Re: [PATCH] mm/memory-failure: fix hardware poison check in unpoison_memory()

From: Naoya Horiguchi
Date: Tue Jul 18 2023 - 20:01:38 EST


On Tue, Jul 18, 2023 at 07:30:23AM -0700, Sidhartha Kumar wrote:
> On 7/17/23 5:39 PM, Naoya Horiguchi wrote:
> > On Tue, Jul 18, 2023 at 09:14:09AM +0900, Naoya Horiguchi wrote:
> > > On Mon, Jul 17, 2023 at 11:18:12AM -0700, Sidhartha Kumar wrote:
> > > > It was pointed out[1] that using folio_test_hwpoison() is wrong
> > > > as we need to check the indiviual page that has poison.
> > > > folio_test_hwpoison() only checks the head page so go back to using
> > > > PageHWPoison().
> > > >
> > > > Reported-by: Matthew Wilcox (Oracle) <willy@xxxxxxxxxxxxx>
> > > > Fixes: a6fddef49eef ("mm/memory-failure: convert unpoison_memory() to folios")
> > > > Cc: stable@xxxxxxxxxxxxxxx #v6.4
> > > > Signed-off-by: Sidhartha Kumar <sidhartha.kumar@xxxxxxxxxx>
> > > >
> > > > [1]: https://lore.kernel.org/lkml/ZLIbZygG7LqSI9xe@xxxxxxxxxxxxxxxxxxxx/
> > > > ---
> > > > mm/memory-failure.c | 2 +-
> > > > 1 file changed, 1 insertion(+), 1 deletion(-)
> > > >
> > > > diff --git a/mm/memory-failure.c b/mm/memory-failure.c
> > > > index 02b1d8f104d51..a114c8c3039cd 100644
> > > > --- a/mm/memory-failure.c
> > > > +++ b/mm/memory-failure.c
> > > > @@ -2523,7 +2523,7 @@ int unpoison_memory(unsigned long pfn)
> > > > goto unlock_mutex;
> > > > }
> > > > - if (!folio_test_hwpoison(folio)) {
> > > > + if (!PageHWPoison(p)) {
> > >
> > >
> > > I don't think this works for hwpoisoned hugetlb pages that have PageHWPoison
> > > set on the head page, rather than on the raw subpage.
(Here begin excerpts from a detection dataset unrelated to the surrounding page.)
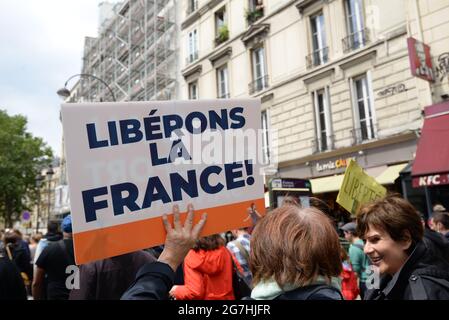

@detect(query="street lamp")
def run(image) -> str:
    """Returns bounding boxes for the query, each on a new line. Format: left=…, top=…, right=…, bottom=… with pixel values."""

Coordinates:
left=56, top=73, right=117, bottom=101
left=46, top=164, right=55, bottom=225
left=35, top=173, right=44, bottom=233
In the case of
> > > hwpoisoned thps, PageHWPoison is set on the raw subpage, not on the head
> > > pages. (I believe this is not detected because no one considers the
> > > scenario of unpoisoning hwpoisoned thps, which is a rare case). Perhaps the
> > > function is_page_hwpoison() would be useful for this purpose?
> >
> > Sorry, I was wrong. Checking PageHWPoison() is fine because the users of
> > unpoison should know where the PageHWPoison is set via /proc/kpageflags.
> > So this patch is OK to me after comments from other reviewers are resolved.
> >
>
> Hi Naoya,
>
> While taking a closer at the patch, later in unpoison_memory() there is
> also:
>
> - ret = TestClearPageHWPoison(page) ? 0 : -EBUSY;
> + ret = folio_test_clear_hwpoison(folio) ? 0 : -EBUSY;
>
> I thought this folio conversion would be safe because page is the result of
> a compound_head() call but I'm wondering if the same issue exists here and
> we should be calling TestClearPageHWPoison() on the specific subpage by
> doing TestClearPageHWPoison(p).

In this case (get_hwpoison_page returns 0), the target of unpoison_memory was
buddy page or free huge page, so there seems not any realistic problem.
But putting back to TestClearPageHWPoison() looks consistent, so I'm fine with it.

Thanks,
Naoya Horiguchi